Opposite and at some distance across
the roofs of lower buildings, the girls saw a tall
edifice, the long upper story of which seemed to be
a dancing hall. The windows of that were also
open, and through them they heard the scream of the
jiggered and tortured violin, and the pump, pump of
the oboe, and saw the moving shapes of men and women
in quick transition, and heard the prompter’s
drawl.
“I wonder,” said Ruth,
“what the girls dancing there would think if
they saw us, or knew that there was such a room as
this so near them.”
She did not speak very loud, and,
perhaps unconsciously, the girls drew near to each
other as they approached the long table in the centre
of the room. A straight object lay upon it,
covered with a sheet. This was doubtless “the
new one” of which the janitor spoke. Ruth
advanced, and with a not very steady hand lifted the
white covering from the upper part of the figure and
turned it down. Both the girls started.
It was a negro. The black face seemed to defy
the pallor of death, and asserted an ugly life-likeness
that was frightful.
Ruth was as pale as the white sheet,
and her comrade whispered, “Come away, Ruth,
it is awful.”
Perhaps it was the wavering light
of the candles, perhaps it was only the agony from
a death of pain, but the repulsive black face seemed
to wear a scowl that said, “Haven’t you
yet done with the outcast, persecuted black man, but
you must now haul him from his grave, and send even
your women to dismember his body?”
Who is this dead man, one of thousands
who died yesterday, and will be dust anon, to protest
that science shall not turn his worthless carcass
to some account?
Ruth could have had no such thought,
for with a pity in her sweet face, that for the moment
overcame fear and disgust, she reverently replaced
the covering, and went away to her own table, as her
companion did to hers.
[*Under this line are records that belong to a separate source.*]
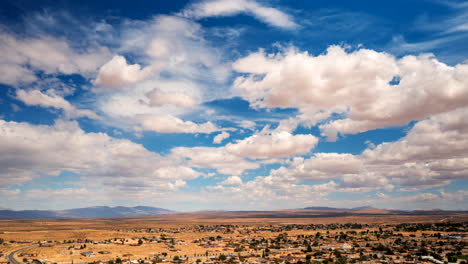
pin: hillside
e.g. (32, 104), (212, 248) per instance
(0, 206), (173, 219)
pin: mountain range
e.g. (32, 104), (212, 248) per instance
(0, 206), (173, 219)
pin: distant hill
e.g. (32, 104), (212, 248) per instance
(304, 206), (346, 211)
(0, 206), (173, 219)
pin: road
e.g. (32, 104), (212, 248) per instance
(6, 246), (35, 264)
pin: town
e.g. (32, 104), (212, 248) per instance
(0, 222), (468, 264)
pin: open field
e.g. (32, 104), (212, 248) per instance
(0, 210), (468, 263)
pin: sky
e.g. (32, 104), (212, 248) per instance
(0, 0), (468, 211)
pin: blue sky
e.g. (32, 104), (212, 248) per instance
(0, 0), (468, 211)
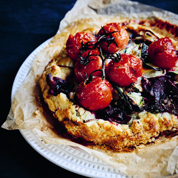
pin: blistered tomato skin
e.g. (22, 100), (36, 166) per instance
(74, 49), (102, 83)
(106, 54), (143, 87)
(77, 77), (112, 111)
(148, 37), (178, 69)
(98, 23), (129, 53)
(66, 32), (96, 61)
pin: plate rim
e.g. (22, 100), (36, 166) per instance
(11, 38), (125, 178)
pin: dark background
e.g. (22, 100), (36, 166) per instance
(0, 0), (178, 178)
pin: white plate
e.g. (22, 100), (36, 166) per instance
(11, 39), (124, 178)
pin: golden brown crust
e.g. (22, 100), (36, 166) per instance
(39, 18), (178, 151)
And there for an hour
they worked at their several problems, without speaking,
but not without an awe of the presence there, “the
new one,” and not without an awful sense of
life itself, as they heard the pulsations of the music
and the light laughter from the dancing-hall.
When, at length, they went away, and
locked the dreadful room behind them, and came out
into the street, where people were passing, they, for
the first time, realized, in the relief they felt,
what a nervous strain they had been under.